SENTENCIA CONSTITUCIONAL 0052/2010
Tribunal Constitucional Plurinacional de Bolivia

SENTENCIA CONSTITUCIONAL 0052/2010

Fecha: 10-Dic-2010

I.1.1. Hechos que motivan el recurso

Juan Jaime Cadima Zurita, inició trámite de pensión por invalidez mediante solicitud 13296 de 21 de junio de 2002, emitiéndose el Dictamen FUT 460/2002 de 6 de septiembre, que estableció como fecha del siniestro el 14 de septiembre de 1998, con una pérdida de capacidad laboral del 49% de origen profesional.  Dicha fecha fue también determinada por la Superintendencia de Pensiones, Valores y Seguros, mediante circular SPVS/IP/009/2003 de 27 de enero, notificada a Juan Jaime Cadima Zurita en febrero del 2003, contando desde esa fecha con el plazo de cuarenta y cinco días para la revisión del dictamen, sin que se hubiera efectuado ninguna solicitud.

Conforme al art. 20 de la Ley de Pensiones (LP), las prestaciones de invalidez riesgos profesionales y muerte deben ser exigidos en un plazo máximo de treinta y seis meses, contando desde el día de la invalidez o muerte y vencidos dichos plazos, los recursos prescribirán a favor del Estado, y en el caso de Juan Jaime Cadima Zurita, su solicitud fue rechazada por haber sido presentada después de los treinta y seis meses de plazo, el 21 de junio de 2002.

Correspondía que el afiliado solicite la revisión de dicho dictamen y en su caso presente apelación ante la Superintendencia de Pensiones, Valores y Seguros, en el plazo de treinta días calendario a partir de la notificación con el dictamen de revisión, y si dicho ente rector confirmaba la resolución de calificación de grado de invalidez, Juan Cadima Zurita debía acudir a la vía administrativa (contencioso administrativo) para poder revertir dicho fallo, pero no lo hizo y se limitó a iniciar una demanda de renta de invalidez de carácter profesional contra la AFP Futuro de Bolivia S.A., contraviniendo totalmente el ordenamiento jurídico.

Dicha demanda fue sorteada al Juzgado Cuarto del Trabajo y Seguridad Social, cuyo titular la admitió, atribuyéndose competencia que le es ajena, por no existir norma específica para ello, por lo que opuso excepción de incompetencia, de acuerdo al art. 338 del Código de Procedimiento Civil (CPC), en concordancia con los arts. 127 y 128 del Código Procesal del Trabajo (CPT), que fue resuelta por Resolución 262 de 13 de septiembre de 2008, que declaró improbada la excepción sin ninguna fundamentación y, como si fuese un proceso laboral de cobro de beneficios sociales, el Juez trabó la relación procesal, debiéndose demostrar la relación laboral entre el demandante y la AFP Futuro de Bolivia S.A., garrafal hecho que es una muestra del total desconocimiento de las normas por parte de la Jueza, pues a partir de la publicación de la Ley de Pensiones, los jueces laborales ya no son competentes para conocer demandas relativas a las prestaciones de invalidez por riesgo común o riesgo profesional, como es el caso, pues todos estos trámites deben ser conocidos por las instancias administrativas conformadas por la Superintendencia de Pensiones, Valores y Seguros y la Superintendencia General del Sistema de Regulación Financiera, contra cuyas decisiones se pueden interponer los recursos administrativos establecidos por la Ley de Procedimiento Administrativo y finalmente se puede acudir al proceso contencioso administrativo ante la Corte Suprema de Justicia.
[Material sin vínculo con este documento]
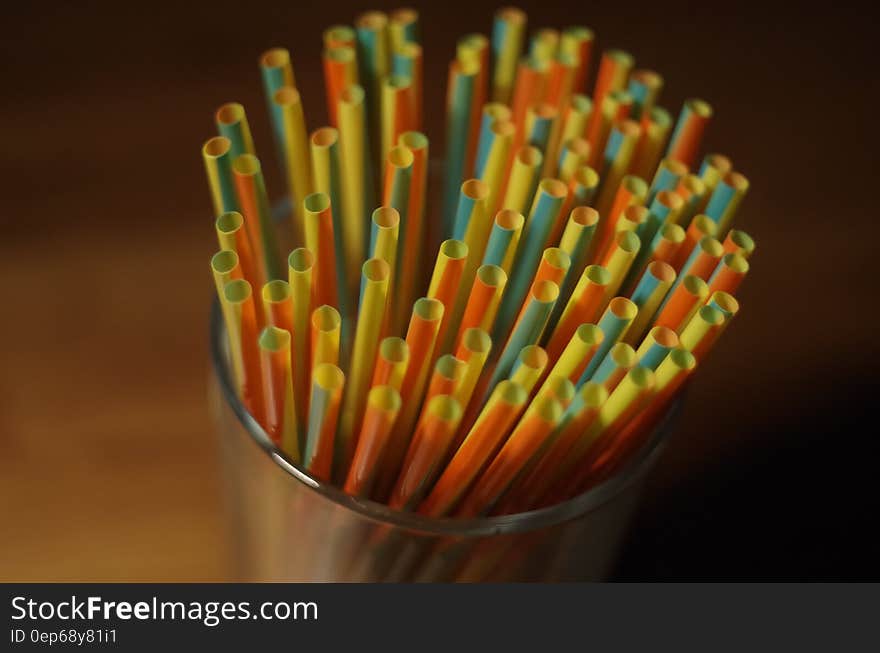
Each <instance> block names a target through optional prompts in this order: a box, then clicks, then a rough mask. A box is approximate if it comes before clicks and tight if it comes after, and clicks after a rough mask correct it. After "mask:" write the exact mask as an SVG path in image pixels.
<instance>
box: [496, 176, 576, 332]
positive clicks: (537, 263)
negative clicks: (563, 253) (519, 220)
mask: <svg viewBox="0 0 880 653" xmlns="http://www.w3.org/2000/svg"><path fill="white" fill-rule="evenodd" d="M567 194H568V188H567V187H566V185H565V184H563V183H562V182H561V181H559V180H558V179H543V180H541V182H540V184H538V192H537V193H536V195H535V199H534V201H533V202H532V209H531V211H530V213H529V218H528V220H527V222H526V225H525V227H524V228H523V235H522V238H521V239H520V244H519V247H518V249H517V253H516V266H515V268H513V269H512V270H511V271H510V279H509V281H508V283H507V290H506V292H505V293H504V297H503V298H502V300H501V308H500V310H499V314H498V322H497V323H496V329H495V333H496V335H501V334H500V332H501V331H502V330H505V329H506V328H508V327H509V325H510V323H511V322H512V321H513V319H514V317H515V316H516V314H517V313H519V312H520V307H521V306H522V305H523V301H524V299H525V297H526V294H527V293H528V288H529V286H530V285H531V283H532V280H533V278H534V274H535V271H536V269H537V267H538V264H539V262H540V260H541V255H542V253H543V251H544V248H545V247H546V243H547V240H548V238H549V236H550V232H551V231H552V229H553V225H554V224H555V223H556V220H558V218H559V214H560V210H561V209H562V204H563V202H564V200H565V198H566V195H567ZM558 294H559V293H558V289H557V292H556V296H558ZM553 300H554V301H555V300H556V297H555V296H554V298H553ZM548 317H549V315H548ZM499 326H500V327H501V328H500V329H499Z"/></svg>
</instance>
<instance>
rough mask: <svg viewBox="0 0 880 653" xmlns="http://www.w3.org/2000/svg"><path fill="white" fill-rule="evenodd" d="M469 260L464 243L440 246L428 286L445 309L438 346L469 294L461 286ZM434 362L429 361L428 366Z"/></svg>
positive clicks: (439, 343) (405, 405)
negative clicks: (429, 282)
mask: <svg viewBox="0 0 880 653" xmlns="http://www.w3.org/2000/svg"><path fill="white" fill-rule="evenodd" d="M467 258H468V246H467V245H466V244H465V243H464V242H463V241H460V240H454V239H450V240H446V241H443V243H442V244H441V245H440V251H439V252H438V254H437V261H436V262H435V264H434V272H433V274H432V275H431V283H430V284H429V285H428V297H429V298H431V299H436V300H437V301H439V302H440V303H442V304H443V307H444V309H445V310H444V312H443V316H442V320H441V322H440V325H439V329H438V333H437V344H438V346H440V344H441V343H444V342H445V341H446V333H447V331H449V327H450V322H451V319H452V312H453V310H454V309H455V306H456V305H457V303H458V297H459V295H461V296H464V294H465V293H466V292H467V288H465V287H463V286H462V285H461V277H462V274H463V273H464V268H465V264H466V262H467ZM432 362H433V361H428V365H431V364H432ZM404 410H406V405H404Z"/></svg>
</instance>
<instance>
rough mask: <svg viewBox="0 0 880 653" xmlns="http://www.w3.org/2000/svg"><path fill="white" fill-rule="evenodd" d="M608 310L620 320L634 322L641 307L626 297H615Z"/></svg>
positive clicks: (610, 303)
mask: <svg viewBox="0 0 880 653" xmlns="http://www.w3.org/2000/svg"><path fill="white" fill-rule="evenodd" d="M608 310H609V311H611V313H612V314H613V315H614V317H616V318H617V319H619V320H632V319H634V318H635V316H636V314H637V313H638V312H639V307H638V306H636V304H635V302H633V301H632V300H630V299H627V298H626V297H615V298H614V299H612V300H611V301H610V302H609V304H608Z"/></svg>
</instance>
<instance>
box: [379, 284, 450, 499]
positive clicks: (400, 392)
mask: <svg viewBox="0 0 880 653" xmlns="http://www.w3.org/2000/svg"><path fill="white" fill-rule="evenodd" d="M443 313H444V308H443V303H442V302H440V301H438V300H436V299H431V298H429V297H422V298H420V299H418V300H416V302H415V304H413V310H412V318H411V319H410V323H409V328H408V329H407V332H406V344H407V347H408V348H409V354H410V357H409V360H410V363H409V365H407V368H406V372H405V374H404V376H403V382H402V383H401V386H400V395H401V401H402V408H401V412H400V415H399V416H398V419H397V423H396V424H395V426H394V429H393V431H392V433H391V438H390V440H389V442H388V447H387V451H386V454H385V456H383V458H382V461H381V463H380V465H381V470H380V471H379V476H378V479H377V487H376V490H375V492H374V493H373V496H374V497H377V498H382V497H384V496H386V495H387V494H388V492H390V491H391V487H392V484H393V483H394V481H395V480H396V479H397V476H398V474H399V472H400V465H401V463H402V462H403V457H404V455H405V453H406V450H407V447H408V446H409V441H410V438H411V437H412V430H413V426H414V423H415V420H416V417H417V415H418V413H417V411H418V408H419V406H420V405H421V399H422V396H423V395H424V393H425V384H426V382H427V379H428V374H429V372H430V370H431V362H432V361H433V360H434V350H435V348H436V344H437V342H438V338H437V336H438V332H439V330H440V323H441V321H442V319H443Z"/></svg>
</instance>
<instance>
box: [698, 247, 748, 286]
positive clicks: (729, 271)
mask: <svg viewBox="0 0 880 653" xmlns="http://www.w3.org/2000/svg"><path fill="white" fill-rule="evenodd" d="M748 271H749V262H748V261H747V260H746V258H745V256H742V255H741V254H725V255H724V256H722V257H721V261H719V263H718V265H717V267H716V268H715V271H714V272H713V273H712V276H711V277H709V280H708V283H709V294H710V295H711V294H712V293H714V292H715V291H717V290H723V291H725V292H728V293H730V294H734V293H735V292H736V290H737V288H739V286H740V284H741V283H742V281H743V279H745V276H746V274H747V273H748Z"/></svg>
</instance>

En síntesis, el Juez, desconoció el art. 152 de la Ley de Organización Judicial abogada (LOJabrg), pues en ninguno de sus acápites otorga competencia a la Jueza Cuarta de Trabajo y Seguridad Social, para admitir una demanda de renta de invalidez de carácter profesional y menos aún declarar improbada la excepción de incompetencia. Las normas del Código de Seguridad Social, tampoco le atribuye a la Jueza la potestad de conocer dicha demanda; por lo que no se observaron los arts. 3 del CPC; 1 de la LP; 1.V parágrafo de la Ley 3076 de 20 de junio de 2005, que otorga competencia a la Superintendencia de Pensiones, Valores y Seguros para conocer y resolver de manera fundamentada los recursos de revocatoria; art. 9 del Decreto Supremo (DS) 27324 de 22 de enero de 2004, que establece que las resoluciones de la Superintendencia de Pensiones, valores y Seguros son definitivas y no admiten recurso ulterior.